Sherkow went on to say that the actual problem was that she had published her results, because “her results could encourage others to reject conventional treatment and try something similar”. Let me unpack that statement a bit: Is it reasonable to think that others with breast cancer would reject conventional treatment based on the publication of this study? I genuinely don’t think that is a likely scenario, for several reasons. First and foremost, very few patients have the knowledge needed and access to a virology lab. So why and how could the publication result in others rejecting conventional treatment? And if they did reject conventional treatment, for whatever reason, surely that is their prerogative? 

To me, Sherkow’s statement seems to be an example of epistemic injustice in action, and in this case testimonial injustice, which according to the Wikipedia entry means “unfairness related to trusting someone’s word. An injustice of this kind can occur when someone is ignored, or not believed, because of their sex, sexuality, gender presentation, race, disability, or, broadly, because of their identity.” Before we ”become patients”, we have been able to live an independent life with responsibilities, obligations, and human rights. Why would we suddenly become unable to make our own decisions, just because we have been diagnosed with a life-altering medical condition, for example cancer?

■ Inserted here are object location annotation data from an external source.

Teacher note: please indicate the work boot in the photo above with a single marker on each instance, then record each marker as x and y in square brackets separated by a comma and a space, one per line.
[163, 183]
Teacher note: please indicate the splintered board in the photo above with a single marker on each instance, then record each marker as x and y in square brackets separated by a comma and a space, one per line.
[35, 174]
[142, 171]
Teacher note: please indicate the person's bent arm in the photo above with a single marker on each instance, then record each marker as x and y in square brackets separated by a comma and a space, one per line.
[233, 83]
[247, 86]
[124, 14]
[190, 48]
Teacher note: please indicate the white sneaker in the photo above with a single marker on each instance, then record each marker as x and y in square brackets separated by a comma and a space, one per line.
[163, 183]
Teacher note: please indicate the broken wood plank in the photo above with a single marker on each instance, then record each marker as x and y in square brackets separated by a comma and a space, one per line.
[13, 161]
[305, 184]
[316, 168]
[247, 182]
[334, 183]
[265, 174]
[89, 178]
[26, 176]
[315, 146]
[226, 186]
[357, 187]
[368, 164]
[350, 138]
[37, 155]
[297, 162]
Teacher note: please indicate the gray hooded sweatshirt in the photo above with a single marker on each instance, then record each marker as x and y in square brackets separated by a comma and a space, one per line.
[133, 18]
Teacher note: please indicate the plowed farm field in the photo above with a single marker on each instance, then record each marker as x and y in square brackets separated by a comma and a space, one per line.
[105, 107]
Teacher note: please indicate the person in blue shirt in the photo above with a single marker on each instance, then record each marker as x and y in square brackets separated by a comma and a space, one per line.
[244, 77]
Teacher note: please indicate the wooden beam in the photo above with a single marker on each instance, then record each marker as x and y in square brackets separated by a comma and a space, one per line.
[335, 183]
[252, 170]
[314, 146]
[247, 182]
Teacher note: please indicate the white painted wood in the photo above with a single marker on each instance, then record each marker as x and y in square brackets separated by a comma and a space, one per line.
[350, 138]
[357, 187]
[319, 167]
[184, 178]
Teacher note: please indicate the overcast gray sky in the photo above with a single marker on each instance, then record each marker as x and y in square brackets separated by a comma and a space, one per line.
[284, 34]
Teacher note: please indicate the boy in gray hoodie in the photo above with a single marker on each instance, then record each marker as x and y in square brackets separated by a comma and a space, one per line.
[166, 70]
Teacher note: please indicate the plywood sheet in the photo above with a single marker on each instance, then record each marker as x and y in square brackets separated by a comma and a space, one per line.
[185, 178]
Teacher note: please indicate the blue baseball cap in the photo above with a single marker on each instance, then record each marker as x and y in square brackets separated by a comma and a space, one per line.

In contrast, I would like to ask: Would it have been ethical by Halassy and her coauthors NOT to have published what they learned from this?

7 comments

  1. Sara, it’s such a pleasure and an honor to watch your progression through the years as you take on these challenging issues! Your reasoning is hard to argue against, and the light you shine on the future path is inspiring.

    I think the broader underlying issue your work here addresses is that favorite concept of our friend Hugo Campos: autonomy!

    Thank you for this post.

      1. I’ve been trying lately to articulate more concretely what we mean by autonomy. What does it mean to you, particularly as someone who has a lot at stake in how well your care works out?

          1. I love that we’ve chased the blog’s indent levels to their physical limit. Discourse!

            I think your illustration is entirely accurate, but to me autonomy carries additional connotations. To me it includes ME deciding what goes I want to pursue, and being ABLE to do so for as long as I want, including pursuing any rabbithole I want, and changing direction whenever I want, without needing to justify why I want to explore it.

            I’m sure you’ve done exactly that many times in pursuit of your own Parkinson’s self-management. (How were you required to stop and get someone’s permission?)

            What do you think about that?

  2. So well formulated Sara. Self- experimentation is often seen as a challenge of
    ”the norm” by the system and a threat. For me the results are the most important – because they make it possible for comparisons ( when related to the context). And using them is striving for the better. Telling (let others know) is one of the steps, but not sufficient for the needed change) Keep on learning. Help others.